Allopurinol, um inibidor da xantina oxidase, é considerado a primeira escolha da terapia medicamentosa básica. A terapia deve ser iniciada após uma recaída ter sarado, porque a influência medicinal sobre o nível de ácido úrico pode levar a uma nova recaída. Se a creatinina for normal, começar com uma dose inicial de 50-100 mg/dia. Isto é seguido por um aumento gradual a cada três a quatro semanas até se atingir o valor-alvo de um máximo de 600-800 mg/dia. No caso de insuficiência renal existente, a dosagem deve ser ajustada. Em casos raros, a síndrome de Lyell pode ocorrer com alopurinol. O risco é maior com doses iniciais mais elevadas, insuficiência renal existente e terapia diurética concomitante, bem como em doentes mais velhos ou do sexo feminino, e o marcador genético HLA B5801. Como alternativa ao alopurinol, pode ser utilizado o febuxostato inibidor da xantina oxidase. A dose inicial é de 40 mg/dia, aumentando para 80 mg/dia após quatro semanas. As contra-indicações aqui são insuficiências hepáticas graves e insuficiências renais.

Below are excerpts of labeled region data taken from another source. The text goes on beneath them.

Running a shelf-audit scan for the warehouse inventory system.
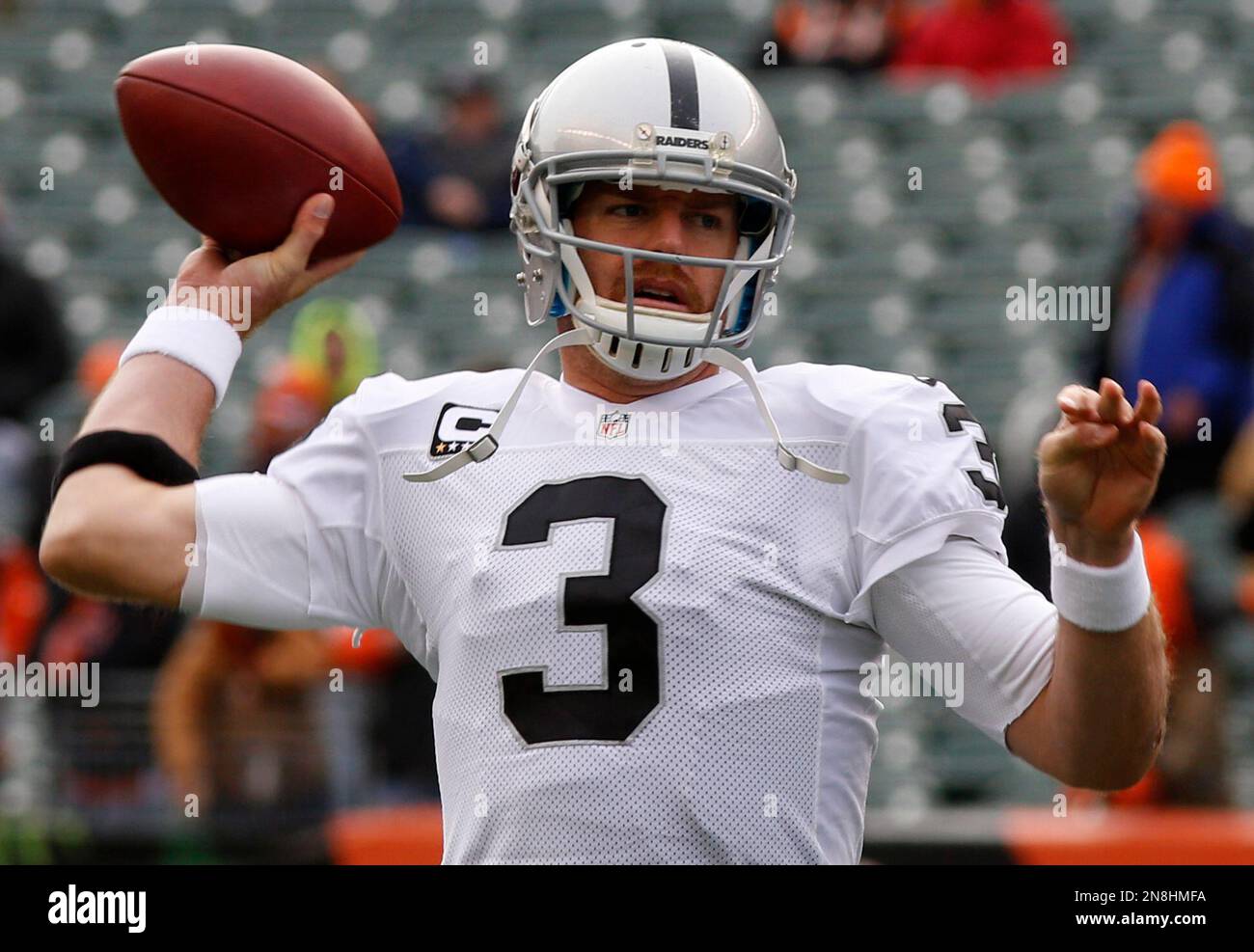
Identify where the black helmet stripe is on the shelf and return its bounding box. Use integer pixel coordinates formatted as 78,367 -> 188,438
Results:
660,41 -> 701,129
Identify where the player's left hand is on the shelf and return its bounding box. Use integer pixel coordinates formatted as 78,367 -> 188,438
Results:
1037,377 -> 1167,564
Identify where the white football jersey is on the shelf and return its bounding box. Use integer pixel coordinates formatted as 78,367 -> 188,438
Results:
184,364 -> 1049,863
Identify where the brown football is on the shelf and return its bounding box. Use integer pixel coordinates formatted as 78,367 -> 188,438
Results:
114,44 -> 401,259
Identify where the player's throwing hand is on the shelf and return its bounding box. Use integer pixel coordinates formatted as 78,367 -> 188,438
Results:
176,193 -> 367,337
1037,377 -> 1166,564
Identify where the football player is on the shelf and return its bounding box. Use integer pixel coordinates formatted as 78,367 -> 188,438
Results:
41,39 -> 1166,863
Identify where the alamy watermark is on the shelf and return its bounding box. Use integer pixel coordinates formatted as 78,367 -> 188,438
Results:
574,404 -> 680,455
0,655 -> 100,707
146,277 -> 252,334
1006,277 -> 1110,331
858,655 -> 965,707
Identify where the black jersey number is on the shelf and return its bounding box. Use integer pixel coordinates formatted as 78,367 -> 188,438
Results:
499,476 -> 666,744
940,404 -> 1006,509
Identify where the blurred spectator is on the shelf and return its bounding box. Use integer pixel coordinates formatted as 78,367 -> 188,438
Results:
151,358 -> 421,861
305,59 -> 377,132
385,71 -> 517,231
0,207 -> 71,424
1091,122 -> 1254,506
8,340 -> 183,811
772,0 -> 915,74
890,0 -> 1067,92
0,196 -> 70,544
151,362 -> 330,860
288,297 -> 380,413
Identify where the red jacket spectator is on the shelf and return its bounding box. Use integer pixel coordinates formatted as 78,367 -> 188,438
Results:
891,0 -> 1067,91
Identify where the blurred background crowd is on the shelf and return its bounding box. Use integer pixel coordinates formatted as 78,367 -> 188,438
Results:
0,0 -> 1254,861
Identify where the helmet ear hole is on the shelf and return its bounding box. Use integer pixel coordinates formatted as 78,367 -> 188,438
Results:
736,198 -> 775,237
557,182 -> 585,220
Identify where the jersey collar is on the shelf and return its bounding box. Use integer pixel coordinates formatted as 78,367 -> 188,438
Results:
544,359 -> 757,413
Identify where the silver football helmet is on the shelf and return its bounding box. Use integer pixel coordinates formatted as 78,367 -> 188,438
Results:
510,39 -> 797,380
404,39 -> 849,484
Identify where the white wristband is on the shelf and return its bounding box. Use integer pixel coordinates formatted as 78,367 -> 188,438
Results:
118,306 -> 243,409
1050,531 -> 1153,631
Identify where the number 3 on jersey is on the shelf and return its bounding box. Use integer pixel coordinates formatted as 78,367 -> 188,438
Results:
498,476 -> 666,744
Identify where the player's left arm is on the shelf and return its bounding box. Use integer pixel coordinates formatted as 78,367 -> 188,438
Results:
1006,379 -> 1169,789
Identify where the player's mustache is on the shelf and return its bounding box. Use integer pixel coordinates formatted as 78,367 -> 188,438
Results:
614,271 -> 703,308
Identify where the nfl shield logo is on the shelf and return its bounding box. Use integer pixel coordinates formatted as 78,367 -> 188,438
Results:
597,410 -> 631,440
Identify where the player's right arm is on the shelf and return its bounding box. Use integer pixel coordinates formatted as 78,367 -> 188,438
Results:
39,193 -> 363,609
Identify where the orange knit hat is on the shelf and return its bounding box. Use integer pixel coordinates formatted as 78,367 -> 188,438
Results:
1136,122 -> 1223,210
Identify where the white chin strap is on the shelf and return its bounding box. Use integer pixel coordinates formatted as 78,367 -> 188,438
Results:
404,327 -> 849,485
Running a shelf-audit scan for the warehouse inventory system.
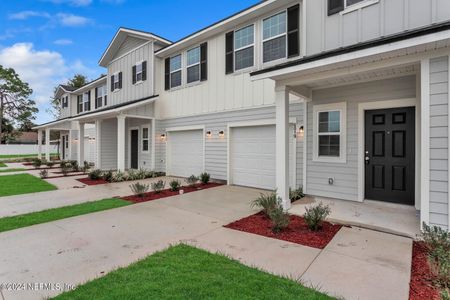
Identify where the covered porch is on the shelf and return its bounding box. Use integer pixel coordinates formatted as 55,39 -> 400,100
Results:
253,35 -> 450,232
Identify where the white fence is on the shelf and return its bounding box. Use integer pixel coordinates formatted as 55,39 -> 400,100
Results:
0,145 -> 58,155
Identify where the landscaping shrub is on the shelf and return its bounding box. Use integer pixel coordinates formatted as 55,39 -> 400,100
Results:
88,169 -> 102,180
130,182 -> 150,197
102,170 -> 113,182
422,223 -> 450,290
169,180 -> 181,192
186,175 -> 198,186
200,172 -> 211,184
303,202 -> 331,231
269,203 -> 290,233
152,180 -> 166,194
289,187 -> 305,202
250,192 -> 278,216
33,158 -> 42,169
39,170 -> 48,179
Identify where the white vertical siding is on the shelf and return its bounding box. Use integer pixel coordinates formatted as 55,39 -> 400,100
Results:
429,56 -> 449,229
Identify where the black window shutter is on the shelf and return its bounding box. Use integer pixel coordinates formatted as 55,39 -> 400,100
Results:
225,31 -> 234,74
164,58 -> 170,91
288,4 -> 300,57
131,65 -> 136,84
142,61 -> 147,81
94,88 -> 98,109
328,0 -> 345,16
88,91 -> 91,110
200,43 -> 208,81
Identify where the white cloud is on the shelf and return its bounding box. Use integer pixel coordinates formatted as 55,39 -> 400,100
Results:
53,39 -> 73,46
8,10 -> 50,20
56,13 -> 91,27
43,0 -> 92,6
0,43 -> 69,104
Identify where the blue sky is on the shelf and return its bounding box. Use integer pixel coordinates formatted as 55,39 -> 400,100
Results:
0,0 -> 260,123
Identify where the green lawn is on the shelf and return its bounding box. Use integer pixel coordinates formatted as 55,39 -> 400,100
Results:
0,174 -> 57,197
0,166 -> 26,173
0,198 -> 131,232
55,245 -> 332,299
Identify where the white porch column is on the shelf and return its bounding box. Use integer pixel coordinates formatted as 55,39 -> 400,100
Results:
275,86 -> 291,210
78,123 -> 84,166
45,127 -> 50,161
117,115 -> 125,171
38,129 -> 42,159
95,120 -> 102,169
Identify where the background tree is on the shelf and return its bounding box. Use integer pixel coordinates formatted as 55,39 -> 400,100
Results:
0,65 -> 38,143
46,74 -> 89,119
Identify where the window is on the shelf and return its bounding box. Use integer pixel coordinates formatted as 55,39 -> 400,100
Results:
234,25 -> 255,71
83,91 -> 91,111
263,11 -> 287,63
142,127 -> 149,152
186,47 -> 200,83
170,54 -> 181,88
95,85 -> 108,108
313,102 -> 346,163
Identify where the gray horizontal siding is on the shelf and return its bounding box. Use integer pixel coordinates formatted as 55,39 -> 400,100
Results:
429,57 -> 449,229
306,76 -> 416,200
155,103 -> 303,186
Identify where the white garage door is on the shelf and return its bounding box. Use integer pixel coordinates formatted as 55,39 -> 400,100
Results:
230,125 -> 296,190
167,130 -> 204,177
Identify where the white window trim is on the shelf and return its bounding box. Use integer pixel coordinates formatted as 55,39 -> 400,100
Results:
233,23 -> 256,72
313,102 -> 347,164
169,53 -> 183,90
339,0 -> 380,15
261,8 -> 288,67
141,124 -> 152,153
134,60 -> 144,85
185,45 -> 202,85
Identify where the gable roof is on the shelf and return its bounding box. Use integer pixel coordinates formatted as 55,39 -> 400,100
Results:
99,27 -> 172,67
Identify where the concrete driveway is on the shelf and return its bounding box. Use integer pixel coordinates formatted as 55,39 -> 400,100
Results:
0,186 -> 411,300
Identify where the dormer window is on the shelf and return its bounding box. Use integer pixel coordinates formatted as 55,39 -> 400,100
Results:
186,47 -> 200,83
132,61 -> 147,84
111,72 -> 122,92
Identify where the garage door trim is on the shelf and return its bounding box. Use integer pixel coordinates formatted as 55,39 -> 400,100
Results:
165,125 -> 206,174
227,118 -> 297,189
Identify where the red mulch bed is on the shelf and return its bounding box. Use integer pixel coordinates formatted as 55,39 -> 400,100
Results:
121,182 -> 222,203
224,212 -> 342,249
77,177 -> 109,185
409,242 -> 440,300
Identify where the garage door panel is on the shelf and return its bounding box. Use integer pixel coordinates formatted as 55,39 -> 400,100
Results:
167,130 -> 204,177
230,125 -> 296,190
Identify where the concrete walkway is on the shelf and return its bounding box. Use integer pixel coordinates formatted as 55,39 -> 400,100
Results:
0,186 -> 411,300
0,175 -> 179,218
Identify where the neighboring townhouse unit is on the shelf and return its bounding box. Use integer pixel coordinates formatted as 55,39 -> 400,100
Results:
38,0 -> 450,229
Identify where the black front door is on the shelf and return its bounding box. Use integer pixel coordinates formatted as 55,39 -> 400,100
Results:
364,107 -> 415,205
130,130 -> 139,169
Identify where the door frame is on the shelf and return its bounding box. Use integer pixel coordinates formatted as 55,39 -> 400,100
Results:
227,117 -> 297,186
357,98 -> 421,208
165,125 -> 206,174
127,126 -> 141,169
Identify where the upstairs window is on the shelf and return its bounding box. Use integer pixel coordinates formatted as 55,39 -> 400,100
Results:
95,85 -> 108,109
170,54 -> 181,88
234,24 -> 255,71
263,11 -> 287,63
83,91 -> 91,111
186,47 -> 200,83
132,61 -> 147,84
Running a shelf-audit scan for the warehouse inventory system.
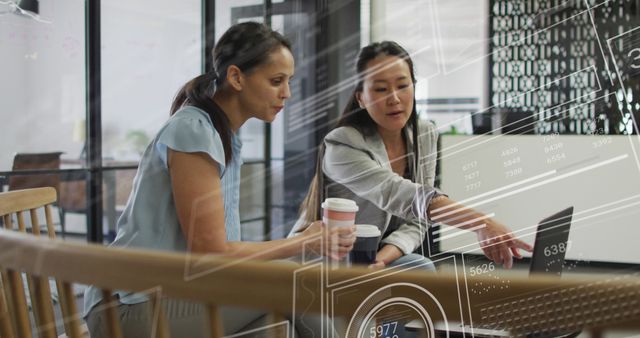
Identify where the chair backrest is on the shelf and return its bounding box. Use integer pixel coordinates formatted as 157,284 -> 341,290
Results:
0,188 -> 640,338
9,152 -> 62,190
0,187 -> 81,338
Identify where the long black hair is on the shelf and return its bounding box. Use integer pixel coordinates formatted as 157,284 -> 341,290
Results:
300,41 -> 420,223
171,22 -> 291,163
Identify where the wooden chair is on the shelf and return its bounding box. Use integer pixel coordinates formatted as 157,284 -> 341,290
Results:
8,151 -> 65,237
0,188 -> 640,338
0,187 -> 82,338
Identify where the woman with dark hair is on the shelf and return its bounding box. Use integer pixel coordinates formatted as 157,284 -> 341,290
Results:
85,22 -> 354,338
292,41 -> 531,268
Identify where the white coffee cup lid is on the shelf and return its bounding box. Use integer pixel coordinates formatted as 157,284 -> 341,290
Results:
322,198 -> 358,212
356,224 -> 381,237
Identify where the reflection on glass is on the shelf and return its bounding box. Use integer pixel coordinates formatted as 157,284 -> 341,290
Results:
102,0 -> 202,165
0,0 -> 85,171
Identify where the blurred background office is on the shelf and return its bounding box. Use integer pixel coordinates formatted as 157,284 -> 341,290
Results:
0,0 -> 640,265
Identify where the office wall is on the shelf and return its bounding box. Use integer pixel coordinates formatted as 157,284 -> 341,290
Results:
0,0 -> 85,170
101,0 -> 202,160
0,0 -> 201,170
371,0 -> 489,130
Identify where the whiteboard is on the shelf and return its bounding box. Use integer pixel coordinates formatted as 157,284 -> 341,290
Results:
439,134 -> 640,264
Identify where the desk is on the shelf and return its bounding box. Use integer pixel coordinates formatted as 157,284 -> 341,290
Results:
0,158 -> 138,238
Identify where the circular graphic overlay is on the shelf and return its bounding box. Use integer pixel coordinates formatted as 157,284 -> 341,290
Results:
346,283 -> 449,338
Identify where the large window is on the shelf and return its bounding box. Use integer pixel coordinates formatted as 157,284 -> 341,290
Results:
0,0 -> 202,240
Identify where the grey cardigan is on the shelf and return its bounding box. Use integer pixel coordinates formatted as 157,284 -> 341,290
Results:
292,121 -> 441,254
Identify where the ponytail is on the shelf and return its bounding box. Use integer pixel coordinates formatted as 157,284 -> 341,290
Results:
170,71 -> 233,164
171,22 -> 291,164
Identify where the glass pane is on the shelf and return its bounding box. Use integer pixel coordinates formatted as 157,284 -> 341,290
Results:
102,169 -> 137,242
240,162 -> 265,221
102,0 -> 202,165
0,0 -> 86,171
215,0 -> 264,41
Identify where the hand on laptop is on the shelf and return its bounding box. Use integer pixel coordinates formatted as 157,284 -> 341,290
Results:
476,219 -> 533,269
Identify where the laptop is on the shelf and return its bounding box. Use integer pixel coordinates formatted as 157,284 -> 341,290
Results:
405,206 -> 573,337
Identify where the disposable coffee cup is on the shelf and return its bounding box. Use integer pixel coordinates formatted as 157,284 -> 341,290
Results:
349,224 -> 381,265
322,198 -> 358,228
322,198 -> 358,269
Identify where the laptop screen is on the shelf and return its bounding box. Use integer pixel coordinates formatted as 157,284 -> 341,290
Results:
529,207 -> 573,276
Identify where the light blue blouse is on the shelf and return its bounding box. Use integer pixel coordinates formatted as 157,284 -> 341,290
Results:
84,107 -> 242,317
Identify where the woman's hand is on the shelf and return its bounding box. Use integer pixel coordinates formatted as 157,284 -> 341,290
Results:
302,221 -> 356,260
476,219 -> 533,269
368,259 -> 387,270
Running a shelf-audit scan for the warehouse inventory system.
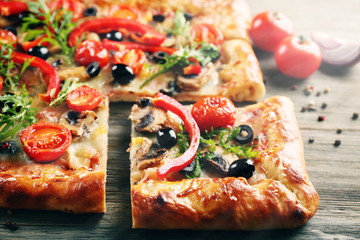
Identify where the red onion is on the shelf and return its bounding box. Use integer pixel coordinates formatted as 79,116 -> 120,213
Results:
311,32 -> 360,66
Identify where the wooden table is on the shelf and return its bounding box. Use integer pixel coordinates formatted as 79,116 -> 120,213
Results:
0,0 -> 360,239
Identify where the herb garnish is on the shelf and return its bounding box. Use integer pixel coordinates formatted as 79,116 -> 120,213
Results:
0,44 -> 32,92
21,0 -> 76,58
49,79 -> 84,107
177,126 -> 259,178
0,85 -> 37,141
140,42 -> 219,89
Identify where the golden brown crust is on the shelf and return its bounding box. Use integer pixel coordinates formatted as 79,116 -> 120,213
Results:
131,97 -> 319,230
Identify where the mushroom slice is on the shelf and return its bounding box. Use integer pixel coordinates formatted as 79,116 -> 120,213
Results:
176,63 -> 216,91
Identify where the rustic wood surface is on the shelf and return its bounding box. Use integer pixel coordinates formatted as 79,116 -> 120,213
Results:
0,0 -> 360,239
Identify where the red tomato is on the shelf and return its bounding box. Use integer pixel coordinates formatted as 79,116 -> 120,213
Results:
114,49 -> 146,75
20,121 -> 72,163
191,96 -> 236,132
66,85 -> 103,112
275,36 -> 322,78
191,23 -> 224,46
249,11 -> 294,52
108,4 -> 139,20
74,40 -> 110,68
49,0 -> 84,21
0,29 -> 17,47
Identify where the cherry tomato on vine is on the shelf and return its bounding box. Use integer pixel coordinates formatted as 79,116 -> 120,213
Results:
191,96 -> 236,132
66,85 -> 103,112
274,36 -> 322,78
74,40 -> 110,68
191,23 -> 224,46
0,29 -> 17,47
114,49 -> 146,75
20,121 -> 72,163
249,11 -> 294,52
108,4 -> 139,20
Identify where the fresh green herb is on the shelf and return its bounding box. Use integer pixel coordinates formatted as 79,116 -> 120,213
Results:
49,79 -> 84,107
140,42 -> 219,89
21,0 -> 76,58
0,85 -> 37,141
177,126 -> 258,178
0,44 -> 32,92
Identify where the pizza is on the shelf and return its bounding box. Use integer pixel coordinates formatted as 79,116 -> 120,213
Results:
129,93 -> 319,230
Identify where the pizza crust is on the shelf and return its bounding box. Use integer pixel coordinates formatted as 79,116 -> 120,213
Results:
130,97 -> 319,230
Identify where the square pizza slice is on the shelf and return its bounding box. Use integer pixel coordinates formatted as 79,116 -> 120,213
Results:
129,94 -> 319,230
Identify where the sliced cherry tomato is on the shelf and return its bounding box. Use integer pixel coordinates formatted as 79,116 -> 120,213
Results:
74,40 -> 110,68
49,0 -> 84,21
191,23 -> 224,46
191,96 -> 236,132
275,36 -> 322,78
108,4 -> 139,20
0,29 -> 17,47
114,49 -> 146,75
66,85 -> 103,112
249,11 -> 294,52
183,58 -> 201,75
20,121 -> 72,163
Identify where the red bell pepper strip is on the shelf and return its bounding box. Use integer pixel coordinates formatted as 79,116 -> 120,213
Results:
102,38 -> 177,55
152,92 -> 200,179
68,18 -> 166,47
0,1 -> 28,16
12,52 -> 60,102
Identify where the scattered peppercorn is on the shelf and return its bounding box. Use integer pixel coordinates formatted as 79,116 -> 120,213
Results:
5,222 -> 19,231
318,116 -> 325,122
334,140 -> 341,147
351,113 -> 359,120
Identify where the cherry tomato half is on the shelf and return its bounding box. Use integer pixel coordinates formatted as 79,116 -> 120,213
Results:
74,40 -> 110,68
275,36 -> 322,78
20,121 -> 72,163
0,29 -> 17,48
249,11 -> 294,52
49,0 -> 84,22
66,85 -> 103,112
191,96 -> 236,132
114,49 -> 146,75
108,4 -> 139,20
191,23 -> 224,46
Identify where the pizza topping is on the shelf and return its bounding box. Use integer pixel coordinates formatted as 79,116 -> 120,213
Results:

Apenas probenecid está actualmente disponível como uricoscópico. A dosagem é de 250-1000 mg 2× diariamente até à normalização dos níveis de ácido úrico sérico, seguida de uma redução gradual da dose. O probenecid pode ser tomado para além dos inibidores da xantina oxidase. Também aqui, o uricoscópio só deve ser utilizado em doentes com rins saudáveis. Apenas em casos excepcionais, no caso de pacientes com gota incontrolável ou tumores, é realizado o tratamento com uricolíticos como a pegloticase ou a rasburicase. Possíveis terapias concomitantes com efeitos uricosúricos são a losartona, amlodipina e fenofibrato. Se possível, o tratamento com diuréticos deve ser interrompido.
Evitar alimentos ricos em purinas
Como medida não medicinal, deve ser seguida uma dieta de gota. Os doentes com gota devem evitar alimentos contendo purina e deve haver uma mudança geral de carne e peixe para o consumo de mais vegetais e produtos lácteos. Além disso, devem ser consumidos líquidos suficientes, mas não bebidas com elevado teor de frutose, tais como sumos de fruta e bebidas doces. Além disso, o álcool deve ser evitado, especialmente a cerveja.
Mensagens Take-Home
- Forçar o diagnóstico: Punctate, ultra-som, CT de dupla energia
- Tratamento da convulsão: AINEs, colchicina, esteróides, (IL-1) inibidores.
- Terapia de redução do ácido úrico do primeiro episódio: inibidores da xantina oxidase, uricosurica
- Tratar ao alvo: nível de ácido úrico <360 μmol/l ou <300 μmol/l
- Tratar doenças concomitantes: Obesidade, lípidos, hipertensão arterial, diabetes, etc.
Congresso: FomF 2021
Literatura:
- Enderlin Steiger S: Queda de uma actualização. General Internal Medicine Update Refresher, Forum for Continuing Medical Education, 21.08.2021.
- Dörner K: Klinische Chemie und Hämatologie (ISBN 9783131297181), 2013 Georg Thieme Verlag.
- Chen JH: Gravidade do impacto de diferentes riscos metabólicos na incidência da gota. Eularp op-0290.
- Nidorf SM, et al: Colchicine in Patients with Chronic Coronary Disease (Colchicina em Doenças Coronarianas Crónicas). N Engl J Med 2020; doi: 10.1056/NEJMoa2021372.
HAUSARZT PRAXIS 2021; 16(9): 36-37 (publicado 19.9.21, antes da impressão).